Boalt law prof Goodwin Liu was raked over the coals last week for, among other things, his testimony against then-Judge Alito during Alito's confirmation hearings for the Supreme Court. This particular statement from Liu's testimony drew a lot of attention:
Judge Alito's record envisions an America where police may shoot and kill an unarmed boy to stop him from running away with a stolen purse; where federal agents may point guns at ordinary citizens during a raid, even after no sign of resistance; where the FBI may install a camera where you sleep on the promise that they won't turn it on unless an informant is in the room; where a black man may be sentenced to death by an all-white jury for killing a white man, absent a multiple regression analysis showing discrimination; and where police may search what a warrant permits, and then some. Mr. Chairman, I humbly submit that this is not the America we know. Nor is it the America we aspire to be.When I read that paragraph, it reminded me of a couple of things -- the infamous "Robert Bork's America" diatribe delivered by the late Sen. Ted Kennedy (and which I use as a focal point in my short paper on legal blogs and the Supreme Court confirmation process), as well as the letter opposing John Roberts that was written by Dean Erwin Chemerinsky and signed by 160 lawprofs (which I criticized here). The block quote above from Liu sounds like little more than a personal attack on Alito, bereft of any demonstration of analytical shortcomings in Alito's analysis. While the idea of an all-white jury sentencing an African-American male to death for killing a white man sounds pretty bad, there's nothing in there about the context of the case to suggest that Alito was upholding or even urging on something racially malicious.

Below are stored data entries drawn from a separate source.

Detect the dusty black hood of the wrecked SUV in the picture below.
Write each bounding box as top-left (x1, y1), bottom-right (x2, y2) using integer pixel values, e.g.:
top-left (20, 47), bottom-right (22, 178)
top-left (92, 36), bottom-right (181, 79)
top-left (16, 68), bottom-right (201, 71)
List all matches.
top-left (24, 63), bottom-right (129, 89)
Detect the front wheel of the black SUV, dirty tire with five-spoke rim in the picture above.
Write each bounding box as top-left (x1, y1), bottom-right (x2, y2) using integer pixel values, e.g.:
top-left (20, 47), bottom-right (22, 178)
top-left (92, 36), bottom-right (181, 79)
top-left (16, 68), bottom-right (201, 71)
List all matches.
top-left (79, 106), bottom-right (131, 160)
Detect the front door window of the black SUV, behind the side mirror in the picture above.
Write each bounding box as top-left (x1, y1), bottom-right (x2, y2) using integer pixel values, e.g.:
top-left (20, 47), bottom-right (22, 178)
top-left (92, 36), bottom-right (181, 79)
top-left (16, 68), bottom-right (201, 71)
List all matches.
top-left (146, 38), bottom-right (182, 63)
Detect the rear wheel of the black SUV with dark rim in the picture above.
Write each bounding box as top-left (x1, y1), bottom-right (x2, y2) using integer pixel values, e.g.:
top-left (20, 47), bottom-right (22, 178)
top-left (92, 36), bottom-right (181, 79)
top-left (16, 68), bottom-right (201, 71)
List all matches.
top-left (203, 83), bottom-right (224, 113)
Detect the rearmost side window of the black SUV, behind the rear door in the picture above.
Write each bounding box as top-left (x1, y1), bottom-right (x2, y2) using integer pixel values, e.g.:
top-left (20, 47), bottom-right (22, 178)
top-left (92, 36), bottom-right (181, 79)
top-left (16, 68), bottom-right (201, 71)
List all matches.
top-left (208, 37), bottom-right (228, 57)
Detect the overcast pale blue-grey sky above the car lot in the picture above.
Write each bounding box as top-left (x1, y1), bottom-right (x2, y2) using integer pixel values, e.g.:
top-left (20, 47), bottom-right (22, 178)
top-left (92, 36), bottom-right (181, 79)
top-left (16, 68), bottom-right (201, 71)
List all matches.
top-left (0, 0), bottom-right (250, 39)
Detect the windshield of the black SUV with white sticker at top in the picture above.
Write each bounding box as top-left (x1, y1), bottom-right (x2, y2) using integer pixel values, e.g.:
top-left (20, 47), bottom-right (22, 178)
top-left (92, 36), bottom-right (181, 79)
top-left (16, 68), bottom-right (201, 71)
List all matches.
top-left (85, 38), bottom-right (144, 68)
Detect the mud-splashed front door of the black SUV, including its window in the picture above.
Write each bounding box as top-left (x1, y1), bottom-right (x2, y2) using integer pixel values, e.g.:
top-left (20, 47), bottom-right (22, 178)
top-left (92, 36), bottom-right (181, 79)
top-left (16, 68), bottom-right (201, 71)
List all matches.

So I went and looked for the entire text of Liu's speech, which is here. This is what Liu had to say about the jury selection case:
In 2001, Judge Alito sided with the state against a black man, James Riley, convicted of killing a white man by an all-white jury in Kent County, Delaware, whose population is 20 percent black. Before trial, the prosecutor had struck all three prospective black jurors from the jury pool. Riley challenged this action as racially discriminatory under Batson v. Kentucky, which forbids prosecutors from removing potential jurors based on race. To support his claim, Riley showed that the prosecution had struck black but not white jurors who had given the same testimony at voir dire. He also showed that the prosecution had struck every prospective black juror in the three other capital murder trials in Kent County within the prior year.
Judge Alito refused to infer racial discrimination from this pattern, stating that "a careful multiple-regression analysis" would be necessary to determine whether the strikes were based on race or some other variable. To support his point, he said: "Although only about 10% of the population is left-handed, left-handers have won five of the last six presidential elections. . . . But does it follow that the voters cast their ballots based on whether a candidate was right- or left-handed?" The Third Circuit en banc disagreed with Judge Alito and upheld the Batson claim, criticizing his analogy for "minimiz[ing] the history of discrimination against prospective black jurors and black defendants."That strikes me as quite different from the Kennedy speech or from the Chemerinsky letter, as Liu actually provides his own analytical criticism of Alito's decisionmaking process. Now, I'm not suggesting that Liu is right and that Alito is wrong, or the reverse; merely that I think criticism of Liu's attack needs to take into account the full context of his testimony. Yes, the summary of his analysis of his perceived problems with Alito's judicial decisionmaking comes across as more personal (and obnoxious) than necessary, but it's a summary of legal analysis conducted earlier.